Specialization is a hallmark of clinical nurse specialist (CNS) practice now as it has been the past 50 years. It has been around so long that maybe it is time to revisit the importance of specialization. Let us start with a definition. The National Association of Clinical Nurse Specialists and the American Nurses Association agree in defining specialization as a delimited or concentrated area of expert clinical practice with focused knowledge and competencies. The specialty area may be broadly or narrowly defined; the area may be well established or emerging.1,2 Typically, a CNS specialty is identified in terms of population, such as gerontology or maternal child health; type of problem, such as wound or pain care; setting, such as perioperative or emergency; type of care, such as rehabilitation or palliative care; and disease/pathology, such as oncology, diabetes, and orthopedics.1,2
A characteristic of specialization in a practice discipline such as nursing is a division or partitioning of a more general area of practice along some logical lines. Specialization involves a narrowing and deepening of focus or a recombination of aspects of different areas of knowledge and practice competencies with a simultaneous narrowing and deepening of focus.3 Oncology, cardiology, and neurology are specialties, each with a distinctly narrow, but deep, knowledge focus. Pediatric oncology and cardiac rehabilitation are examples of combining 2 areas of knowledge-pediatrics and oncology, cardiology and rehabilitation-to create a specialty with a depth of focus that allows the study of relationships among specific phenomena.
The impetus for specialization arises from scientific and technological discoveries along with continuously evolving health concerns in a society. Specialties are, therefore, adaptable. Today we need CNSs in HIV/AIDS care, while 50 years ago the need was for CNSs in polio care. Ten, 20, or 50 years from now what specialties will we need and how many in each? Specialization gives the nursing profession at large the ability to address the full scope of the health concerns by expanding and contracting specialties. Thus, we in nursing do not determine specialties. Specialties are determined by the society and reflect nursing's implicit contract with society-our social mandate-to meet the needs of the society that creates and supports our profession. Palliative care is a good example-the knowledge exists and the public is demanding improved palliative care. Clinical nurse specialists are now available with an expertise in palliative care because we serve the needs of the public.
As specialists, CNSs are clinical experts in the diagnosis and treatment of illness and the delivery of evidence-based nursing interventions, possess advanced knowledge of the science of nursing along with a specialty focus, and apply that knowledge to nursing assessments, diagnoses, and interventions and to the design of innovations for clients with similar special needs.1,2 Specialization is built on the generalist practice foundations of baccalaureate nursing education.1 CNS specialty practice results when a nurse moves from the generalist focus of an undergraduate degree to an advanced-level nursing (graduate level) with a specialty focus. Thus, a CNS is first a generalist, who has the ability to understand and appreciate the complexity and compounding nature of the multiple problems that a patient may experience. For example, a CNS with a specialty in wound care would be able to understand the etiology and contributing factors influencing wounds from multiple causes-for example, diabetes, vascular insufficiency, trauma-because the CNS is first a generalist.
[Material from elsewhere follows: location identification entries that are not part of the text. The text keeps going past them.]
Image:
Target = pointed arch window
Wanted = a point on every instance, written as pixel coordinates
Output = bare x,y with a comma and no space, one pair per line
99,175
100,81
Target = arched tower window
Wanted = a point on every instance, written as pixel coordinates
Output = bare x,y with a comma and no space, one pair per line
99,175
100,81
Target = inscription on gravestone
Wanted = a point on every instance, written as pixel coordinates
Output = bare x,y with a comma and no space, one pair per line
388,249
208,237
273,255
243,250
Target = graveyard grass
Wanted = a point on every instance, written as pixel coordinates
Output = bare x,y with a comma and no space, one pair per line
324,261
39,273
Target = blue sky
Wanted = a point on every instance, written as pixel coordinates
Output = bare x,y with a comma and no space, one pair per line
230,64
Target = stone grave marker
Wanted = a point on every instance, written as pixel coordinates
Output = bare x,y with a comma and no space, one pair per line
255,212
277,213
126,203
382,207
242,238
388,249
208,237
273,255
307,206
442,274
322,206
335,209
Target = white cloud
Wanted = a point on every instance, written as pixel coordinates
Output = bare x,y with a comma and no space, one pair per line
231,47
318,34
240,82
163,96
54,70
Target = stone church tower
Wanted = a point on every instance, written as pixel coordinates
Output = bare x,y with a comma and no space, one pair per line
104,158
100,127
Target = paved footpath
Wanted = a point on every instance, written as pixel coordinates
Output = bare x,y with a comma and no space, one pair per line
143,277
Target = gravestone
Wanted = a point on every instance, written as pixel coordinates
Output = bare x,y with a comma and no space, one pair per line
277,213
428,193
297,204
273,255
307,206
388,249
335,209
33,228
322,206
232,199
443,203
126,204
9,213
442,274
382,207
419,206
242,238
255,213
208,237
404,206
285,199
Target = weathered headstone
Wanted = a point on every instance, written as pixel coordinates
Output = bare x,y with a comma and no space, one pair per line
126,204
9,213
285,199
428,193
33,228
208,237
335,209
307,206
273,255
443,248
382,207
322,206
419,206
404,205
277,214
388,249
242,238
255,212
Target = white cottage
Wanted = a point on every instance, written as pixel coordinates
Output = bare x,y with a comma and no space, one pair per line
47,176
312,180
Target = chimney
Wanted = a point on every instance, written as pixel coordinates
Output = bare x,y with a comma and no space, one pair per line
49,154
CNS specialization ensures that a portion of the profession has in-depth knowledge and advanced competencies about emerging and narrow health concerns. Generalist preparation cannot adequately address specialty competencies; thus a smaller group of advanced practice specialists, CNSs, provide the knowledge and competencies to both deliver and direct care to clients and to translate nursing's phenomena of concern into specialty interests.
State nurse practice acts grant nurses an independent and autonomous scope of practice that differentiates the practice of registered nursing from the practice of other licensed health professions, such as physician, physical therapist, and pharmacist.4 We are just beginning to spread our wings and discover how much of nursing's autonomous terrain (scope of practice) is undeveloped. A graduate degree from a program that prepares CNSs is the way CNSs acquire tools to explore the uncharted terrain. It is our responsibility to develop specialty practice in nursing's autonomous domain and ensure overall professional resources adequate to meet society's need for nursing care. Indeed, CNS specialty practice helps to ensure nursing's viability for now and the future. Specialization is as important now as it has always been.